I typically get set up 30 minutes before the interview and test out my audio and video. I join the video call 10 minutes before the start time.

Unfortunately, my headset automatically turns off with inactivity after 10 minutes, so I’m always paranoid it’s going to turn off at the worst possible time. To combat this, I usually play a YouTube video or a song on Spotify to keep the audio active leading up to the meeting.

Make sure to check the audio input and output devices on the video conferencing app (Teams, Slack, Zoom, Google Meet, etc.) and that they’re pointed to the correct ones for your system.

Some of the apps even allow you to do a test call / test recording to make sure your setup is working properly. I highly suggest this, if available.

If you’re someone who prefers not to use a headset, just make sure there’s no feedback or reverb. If the app doesn’t support a test call, you can always use a voice memo recorder on your operating system to see how you sound and how it sounds back on playback.

Make sure your camera is functioning and at a proper distance. You want your chest and up showing and centered in the frame.

Lastly, ensure you’re either hard wired to your router or in a spot of your home where the Wi-Fi is at its strongest. You don’t want to be one of those people lagging out mid-sentence.

Practice Mindfulness and Relaxation Techniques

Consider adopting relaxation techniques such as deep breathing exercises, meditation, or gentle stretching before your interview.
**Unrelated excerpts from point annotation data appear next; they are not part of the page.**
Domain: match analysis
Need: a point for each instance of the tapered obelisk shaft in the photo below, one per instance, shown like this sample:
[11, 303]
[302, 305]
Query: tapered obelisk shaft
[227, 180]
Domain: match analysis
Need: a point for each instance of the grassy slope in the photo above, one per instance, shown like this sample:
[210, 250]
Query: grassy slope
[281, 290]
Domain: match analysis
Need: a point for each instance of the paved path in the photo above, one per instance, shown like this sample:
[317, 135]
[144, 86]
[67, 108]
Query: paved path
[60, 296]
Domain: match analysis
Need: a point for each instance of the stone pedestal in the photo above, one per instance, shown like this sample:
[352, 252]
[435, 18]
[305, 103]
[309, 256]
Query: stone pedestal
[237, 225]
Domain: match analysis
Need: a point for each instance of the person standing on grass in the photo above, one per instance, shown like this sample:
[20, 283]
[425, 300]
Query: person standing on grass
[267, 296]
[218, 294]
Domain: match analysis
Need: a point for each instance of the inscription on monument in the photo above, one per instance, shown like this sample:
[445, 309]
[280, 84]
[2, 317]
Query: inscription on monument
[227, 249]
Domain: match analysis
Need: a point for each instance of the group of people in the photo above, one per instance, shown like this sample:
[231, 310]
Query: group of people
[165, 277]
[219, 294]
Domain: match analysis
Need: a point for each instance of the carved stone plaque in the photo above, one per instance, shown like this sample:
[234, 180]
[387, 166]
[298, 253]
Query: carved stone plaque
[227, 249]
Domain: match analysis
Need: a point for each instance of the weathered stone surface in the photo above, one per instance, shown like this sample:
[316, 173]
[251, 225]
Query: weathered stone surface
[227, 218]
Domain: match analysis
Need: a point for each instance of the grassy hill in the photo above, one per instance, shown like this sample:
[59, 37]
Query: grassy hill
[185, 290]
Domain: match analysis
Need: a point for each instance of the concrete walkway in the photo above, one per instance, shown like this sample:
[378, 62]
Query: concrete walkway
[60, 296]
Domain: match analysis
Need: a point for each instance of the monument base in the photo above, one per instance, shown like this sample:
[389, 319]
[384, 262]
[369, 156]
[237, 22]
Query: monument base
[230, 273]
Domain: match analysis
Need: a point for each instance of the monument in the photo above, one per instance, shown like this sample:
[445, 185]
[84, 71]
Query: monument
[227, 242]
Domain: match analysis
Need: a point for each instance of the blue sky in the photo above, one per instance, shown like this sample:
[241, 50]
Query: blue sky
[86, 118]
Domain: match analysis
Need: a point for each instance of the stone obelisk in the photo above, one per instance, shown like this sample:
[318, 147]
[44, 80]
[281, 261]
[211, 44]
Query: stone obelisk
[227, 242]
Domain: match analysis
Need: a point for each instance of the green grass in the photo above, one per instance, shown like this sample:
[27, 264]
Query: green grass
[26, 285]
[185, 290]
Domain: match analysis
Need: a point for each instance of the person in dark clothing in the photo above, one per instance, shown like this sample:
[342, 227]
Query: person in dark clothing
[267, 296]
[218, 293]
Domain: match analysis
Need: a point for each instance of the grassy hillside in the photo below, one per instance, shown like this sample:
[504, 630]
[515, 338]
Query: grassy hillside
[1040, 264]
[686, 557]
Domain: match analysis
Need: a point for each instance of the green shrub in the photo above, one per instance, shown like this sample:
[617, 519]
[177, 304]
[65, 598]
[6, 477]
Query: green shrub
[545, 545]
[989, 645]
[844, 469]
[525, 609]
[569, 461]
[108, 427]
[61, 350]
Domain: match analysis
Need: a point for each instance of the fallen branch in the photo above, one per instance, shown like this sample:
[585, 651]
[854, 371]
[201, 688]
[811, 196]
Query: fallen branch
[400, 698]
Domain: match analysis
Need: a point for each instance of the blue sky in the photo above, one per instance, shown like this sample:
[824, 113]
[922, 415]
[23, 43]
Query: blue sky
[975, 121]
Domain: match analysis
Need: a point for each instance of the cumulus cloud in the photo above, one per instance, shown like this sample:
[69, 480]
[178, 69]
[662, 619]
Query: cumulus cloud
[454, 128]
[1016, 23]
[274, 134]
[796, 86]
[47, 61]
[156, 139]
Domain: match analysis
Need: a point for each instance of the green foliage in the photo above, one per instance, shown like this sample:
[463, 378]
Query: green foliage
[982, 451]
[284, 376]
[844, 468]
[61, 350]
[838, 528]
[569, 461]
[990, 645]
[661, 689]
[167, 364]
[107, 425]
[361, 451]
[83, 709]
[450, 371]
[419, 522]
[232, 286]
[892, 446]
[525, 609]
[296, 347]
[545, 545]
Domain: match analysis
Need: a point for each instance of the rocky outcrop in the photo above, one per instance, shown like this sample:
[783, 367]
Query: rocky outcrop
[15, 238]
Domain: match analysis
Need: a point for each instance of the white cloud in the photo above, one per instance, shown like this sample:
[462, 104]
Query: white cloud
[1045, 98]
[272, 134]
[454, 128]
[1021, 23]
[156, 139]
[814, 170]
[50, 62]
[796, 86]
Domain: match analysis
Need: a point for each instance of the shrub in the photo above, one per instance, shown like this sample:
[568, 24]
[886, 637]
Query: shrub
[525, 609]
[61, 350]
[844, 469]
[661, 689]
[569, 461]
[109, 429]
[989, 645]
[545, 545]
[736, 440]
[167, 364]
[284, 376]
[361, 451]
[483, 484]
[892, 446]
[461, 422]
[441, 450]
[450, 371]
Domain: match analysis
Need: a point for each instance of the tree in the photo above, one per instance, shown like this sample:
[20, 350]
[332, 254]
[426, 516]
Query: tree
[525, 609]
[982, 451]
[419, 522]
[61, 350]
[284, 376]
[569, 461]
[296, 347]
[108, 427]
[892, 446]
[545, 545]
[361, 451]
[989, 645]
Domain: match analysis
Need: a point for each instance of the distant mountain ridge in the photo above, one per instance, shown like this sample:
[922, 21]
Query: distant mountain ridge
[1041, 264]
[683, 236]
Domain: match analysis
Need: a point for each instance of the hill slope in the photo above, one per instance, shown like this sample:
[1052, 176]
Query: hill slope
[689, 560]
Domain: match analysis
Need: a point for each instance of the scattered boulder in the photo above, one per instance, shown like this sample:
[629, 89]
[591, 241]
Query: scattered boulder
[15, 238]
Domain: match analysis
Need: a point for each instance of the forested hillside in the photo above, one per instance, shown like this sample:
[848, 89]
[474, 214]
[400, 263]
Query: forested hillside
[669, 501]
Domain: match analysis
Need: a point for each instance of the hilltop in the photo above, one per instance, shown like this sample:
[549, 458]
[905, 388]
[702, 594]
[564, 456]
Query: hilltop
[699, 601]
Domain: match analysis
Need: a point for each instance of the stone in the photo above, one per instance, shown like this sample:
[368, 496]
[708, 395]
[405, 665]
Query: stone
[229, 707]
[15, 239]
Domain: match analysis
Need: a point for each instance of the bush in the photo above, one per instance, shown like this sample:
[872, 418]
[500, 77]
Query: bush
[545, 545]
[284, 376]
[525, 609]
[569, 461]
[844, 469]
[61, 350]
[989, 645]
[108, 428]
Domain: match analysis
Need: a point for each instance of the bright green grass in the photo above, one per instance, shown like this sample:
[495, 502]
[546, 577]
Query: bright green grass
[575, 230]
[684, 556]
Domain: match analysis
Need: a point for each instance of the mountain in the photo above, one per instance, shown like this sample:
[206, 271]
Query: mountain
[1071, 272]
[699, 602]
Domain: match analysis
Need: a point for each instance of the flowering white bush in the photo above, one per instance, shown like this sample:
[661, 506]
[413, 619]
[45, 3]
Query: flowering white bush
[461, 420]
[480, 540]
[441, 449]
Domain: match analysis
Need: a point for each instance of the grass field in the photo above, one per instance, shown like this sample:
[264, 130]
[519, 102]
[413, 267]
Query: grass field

These practices can help calm your mind, reduce stress levels, and improve focus, making it easier to manage nervousness.

For me, I use the audio and YouTube videos I mentioned in the section above to help me relax. I listen to Lo-Fi hip hop beats or ASMR videos and let my mind slip into a state of calm before I jump on the call. It helps me quell any kind of intrusive thoughts and go into conversations centered and at peace.

Whatever method of relaxation works best for you is the one that you should use because relaxation is an individual need that takes a customized approach.

Dress Well and Optimize your Mise-en-scène

Just like an in-person interview, it’s important to dress well. This is relative to your industry and the role, but at the very least wear a collared shirt like a polo or button-down just to show that you care.

I don’t typically wear a full suit even to in-office meetings, but I always try to go that extra bit further to wear a collared shirt and slacks.

Also, consider the color of your outfit. Make sure it stands out from your background. Contrast is your friend.

Mise-en-scène can be described as everything you see in front of the camera. It includes lighting, decor, framing of subjects, color, etc. It completely influences the mood and ambiance projected for your audience.

It’s important to set the stage for your interviews by making sure the lighting is consistent, you’re not bathed in shadow, you’re centered in frame, and you’re close enough in the camera to feel like the person you’re talking to is in the same room.

This does not mean your backdrop has to be stuffy, though. If you’re self-conscious about where you’re interviewing from, feel free to use one of those background filters or blurs to make it a non-issue.

In my office, I like to give a little bit of personality because it works for the advertising/marketing and more creative career fields.

I have my SNES games, some posters, some toys, and some Philly sports stuff neatly arranged in a curio cabinet and on the wall behind me. These items often serve as conversation starters with interviewers and it makes me more memorable and personable. 

Do what works for you and your industry, though. What matters most is that you’re visible, audible, and well-groomed.

Always Project Confidence in Video Interviews

In the end, projecting confidence in video interviews is a blend of preparation, technical savvy, and personal presentation

Remember, the goal is to make a memorable impression that transcends the screen, ensuring you come across as prepared, confident, and genuinely engaged. As remote work becomes more prevalent, mastering these elements not only helps you succeed in interviews but also prepares you for the evolving landscape of professional interactions.